Biographie
Alain Boublil (* 5. März 1941) ist ein französischer Musiktheatertexter und Librettist, der vor allem für seine Zusammenarbeit mit dem Komponisten Claude-Michel Schönberg für Musicals am Broadway und im Londoner West End bekannt ist. Dazu gehören La Révolution Française (1973), Les Misérables (1980), Miss Saigon (1989), Martin Guerre (1996), The Pirate Queen (2006) und Marguerite (2008).
Boublil wurde in Tunesien als Sohn einer sephardischen jüdischen Familie geboren. Boublils erstes Musical, La Révolution Française, war die erste jemals aufgeführte französische Rockoper. Es wurde 1973 von Boublil konzipiert, nachdem er die Premiere von Jesus Christ Superstar in New York gesehen hatte. Der Komponist war Claude-Michel Schönberg, mit dem Boublil seitdem an einer Reihe erfolgreicher Projekte zusammengearbeitet hat, darunter Les Misérables und Miss Saigon. Les Misérables wurde erstmals 1980 in Paris eröffnet.
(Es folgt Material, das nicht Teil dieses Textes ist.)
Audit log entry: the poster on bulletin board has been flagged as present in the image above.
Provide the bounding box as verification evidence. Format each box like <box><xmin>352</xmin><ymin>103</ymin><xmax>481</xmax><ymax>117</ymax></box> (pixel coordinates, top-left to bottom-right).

Am 8. Oktober 1985 wurde eine englischsprachige Produktion von Les Misérables, produziert von Cameron Mackintosh und unter der Regie von Trevor Nunn und John Caird, in London im Barbican Theatre der Royal Shakespeare Company uraufgeführt. Die Show wurde am 4. Dezember 1985 in das West End's Palace Theatre übertragen. Es ist das am längsten laufende Musical in der Geschichte des West End.
Produktionen, die auf der Nunn/Mackintosh-Inszenierung von „Les Misérables“ basieren, wurden auf der ganzen Welt aufgeführt, darunter eine zweite französische Produktion, die 1991 in Paris uraufgeführt wurde. Weltweit wurde „Les Misérables“ von über 50 Millionen Menschen gesehen, mit einem Gesamteinspielergebnis von über 1,8 Milliarden US-Dollar.
Miss Saigon wurde am 20. September 1989 in London eröffnet, wo es zehn Jahre lang erfolgreich im Drury Lane Theatre aufgeführt wurde. Es brachte zwei US-Tourneeunternehmen hervor, eine Produktion in Toronto und wurde von mehr als 13,2 Millionen Menschen in Nordamerika für einen Bruttogewinn von 612 Millionen US-Dollar gesehen.
Mit Javier Arroyuelo und Rafael Lopez Sanchez arbeitete Boublil an der französischen Übersetzung von The Rocky Horror Show für die französische Erstaufführung im Jahr 1975.
Alain und Daniel Boublil schufen 1983 für das französische Fernsehen Abbacadabra, ein französisches Kindermusical, das auf Liedern der Popgruppe ABBA basiert.
Martin Guerre erreichte 1996 das West End und gewann 1997 den Olivier Award für das beste Musical. Es folgten Produktionen auf Tournee in Großbritannien, den USA und Europa, doch die Show konnte den Erfolg ihrer beiden Vorgänger nicht wiederholen.
Boublil hat auch das Theaterstück Le Journal d'Adam et Eve geschrieben, das auf zwei Kurzgeschichten von Mark Twain basiert. Die Premiere fand 1994 in Paris im Le Petit Montparnasse statt.
Zusammen mit dem Komponisten Michel Legrand arbeitete er an der Bühnenadaption von Jacques Demys Les Demoiselles de Rochefort, die 2003 im Le Palais des Congrès uraufgeführt wurde.
Boublils und Schönbergs „The Pirate Queen“ – ein Musical über die irische Piratin, Häuptlingin und Abenteurerin Grace O’Malley aus dem 16. Jahrhundert – wurde im Herbst 2006 im Cadillac Palace Theatre in Chicago uraufgeführt. Anschließend zog es an den Broadway, wo es 2007 endete. In dem Musical spielte Stephanie die Hauptrolle J. Block als Grace und Hadley Fraser als Tiernan. ...
Quelle: Artikel „Alain Boublil“ aus Wikipedia auf Englisch, lizenziert unter CC-BY-SA 3.0.